A Hero Outshines All the Stars

It wasn't easy to avoid hero worship as I grew up. For one thing, I lived in Los Angeles. Its celebrity world of film and music surrounded me. Once, Dad got Lana Turner's autograph on a Super Chief train to New York. I didn't really know who she was, but I handled it ("To Paul, Best Wishes, Lana Turner") as I might have handled the Pulitzer Prize. If my dad thought it was important, who was I to doubt?

Some years later, I remember going to a legendary restaurant in Los Angeles called Chasen's. Aunt Dora rushed up to me and said, "Do you know who that is over there?" I saw two middle-aged men, seemingly deep in an important conversation, throwing down cracked crab piled high on a silver tray of chipped ice. A small battalion of onlookers ogled them.

"The one on the left is Walter Winchell! The one on the right is J. Edgar Hoover!" said the deeply impressed Aunt Dora.

I obediently acted impressed and stared with the others, wondering how those two men could be unaware that a roomful of people was staring at them. They weren't, but it took me 20 years in Hollywood to figure that out. Like all good celebrities, they were counting the house from the corner of their eyes while pretending not to notice.

That was the problem for me. They were just famous names. Even though Mr. Winchell was then one of the most powerful gossip journalists in America and Mr. Hoover was head of the FBI, they were still only celebrities. Why should they be my heroes? It wasn't as if they were Shakespeare or Woodrow Wilson or even Alexander the Great or Eleanor Roosevelt. You know, people who had really done things.

One year, the vice president of the United States came to my dad's golf club to help raise money for something, and Dad said I could run outside and watch his limousine pull away. Just as I got there, Vice President Alben Barkley missed a step climbing into his limo and fell flat on his face. Lots of men around him, all wearing funny little ear pieces, became frantic. I went back and told Dad that I'd seen him. "He fell down," I said.

Where was a real hero? He was coming. But he was born in East Derry, N.H., so it took a while for us to meet. Not that he was ever idle. He graduated from Annapolis in 1945, served in the Pacific, and won his wings in 1947. He flew jets on test flights and was chosen one of the original seven NASA astronauts. Twenty-three days after Russia's Yuri Gagarin became the first to orbit the earth, Alan Shepard became the first American in space.
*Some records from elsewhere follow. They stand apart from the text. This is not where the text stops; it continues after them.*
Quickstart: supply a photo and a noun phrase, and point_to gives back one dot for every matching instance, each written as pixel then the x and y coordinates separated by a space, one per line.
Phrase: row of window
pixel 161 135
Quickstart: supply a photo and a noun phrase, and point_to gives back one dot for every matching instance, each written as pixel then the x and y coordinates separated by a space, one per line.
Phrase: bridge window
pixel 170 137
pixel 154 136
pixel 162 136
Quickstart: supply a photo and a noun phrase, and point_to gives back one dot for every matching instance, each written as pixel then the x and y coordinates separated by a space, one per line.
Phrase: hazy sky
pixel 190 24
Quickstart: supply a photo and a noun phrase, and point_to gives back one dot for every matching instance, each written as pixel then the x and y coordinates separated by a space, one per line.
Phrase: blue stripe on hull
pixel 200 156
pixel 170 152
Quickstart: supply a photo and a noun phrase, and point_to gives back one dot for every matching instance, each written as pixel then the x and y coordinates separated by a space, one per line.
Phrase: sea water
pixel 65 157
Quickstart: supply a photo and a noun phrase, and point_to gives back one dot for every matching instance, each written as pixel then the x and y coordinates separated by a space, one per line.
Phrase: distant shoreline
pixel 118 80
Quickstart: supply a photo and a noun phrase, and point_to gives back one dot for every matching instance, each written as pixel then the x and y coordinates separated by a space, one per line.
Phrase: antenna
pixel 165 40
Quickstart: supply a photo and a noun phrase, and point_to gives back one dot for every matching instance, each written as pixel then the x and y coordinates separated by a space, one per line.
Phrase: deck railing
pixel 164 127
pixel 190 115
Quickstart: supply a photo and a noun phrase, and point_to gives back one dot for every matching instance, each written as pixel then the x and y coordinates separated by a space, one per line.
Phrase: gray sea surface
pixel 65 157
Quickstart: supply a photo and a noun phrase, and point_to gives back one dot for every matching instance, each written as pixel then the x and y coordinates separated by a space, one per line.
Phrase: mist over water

On May 5,1961, he flew space-capsule Freedom 7 in a near-perfect suborbital flight 116 miles high, for just 15 minutes.

The world went wild with joy. Alan Shepard was our first astronaut hero. Others came later, but Shepard actually did himself one better by commanding the Apollo 14 mission to the moon in 1971 - one of only a handful of humans ever to walk on the moon, and certainly the first to play golf there. In 1961, I met Alan Shepard. I've even got a letter (somewhere) to prove it.

He had come to Los Angeles right after his historic flight. An article in the Los Angeles Times said he was staying at the Beverly Hilton Hotel. I sat down at my typewriter and poured out a tribute to him in a letter. I decided to deliver it myself, so I drove to the Hilton, left it at the front desk, and drove home. I'd put my phone number in the letter.

I didn't know then that the odds of an American hero telephoning a young fan were extraterrestrial. Nevertheless, late that afternoon my phone rang. I answered, and someone asked for me. Then I heard this voice say, "This is Alan Shepard."

He invited me to the Hilton to meet him. I drove like a maniac. A man at a red light leaned out his window and shouted back at me, "You almost hit me! What's the matter with you?"

"I'm sorry. But I'm on my way to meet Alan Shepard! Can I get in front of you?"

"Alan Shepard!" the man shouted back. "Are you kidding? Really? Here, pull in front of me! Go on, hurry!"

I did, and reached the Hilton in near-collapse. I ran into the lobby, called for him on a house phone, and they actually put me through, just like that. He answered, and I told him I was in the lobby. He said, "I'll be right down."

HE came out of the elevator, smiled, and shook my hand. Who could miss America's most famous face? We went to the coffee shop. I couldn't get my legs to stop trembling. I could see that everyone was staring at us. When we sat down, he immediately said: "Thanks for writing me. That was a great letter."

I not only couldn't recall what I'd written, I couldn't form a simple declarative sentence. So I asked questions as I tried to relax. About his past, what it felt like in space, what he'd seen out his window. He answered every one, pretending he'd never been asked any of my idiotic questions before. He was my hero, an utterly down-to-earth astronaut, kindly as could be.

I watched him sign the check for our sodas, and asked if I could have his autograph. Of course, I'd promised myself I'd never ask that of a real hero. He smiled and signed his name for me. Later, he even wrote me a letter. The day it arrived, I read it several times. Then I jumped in my car and took the letter to Aunt Dora's. The poor darling didn't know the difference between a celebrity and a hero. It seemed the least I could do.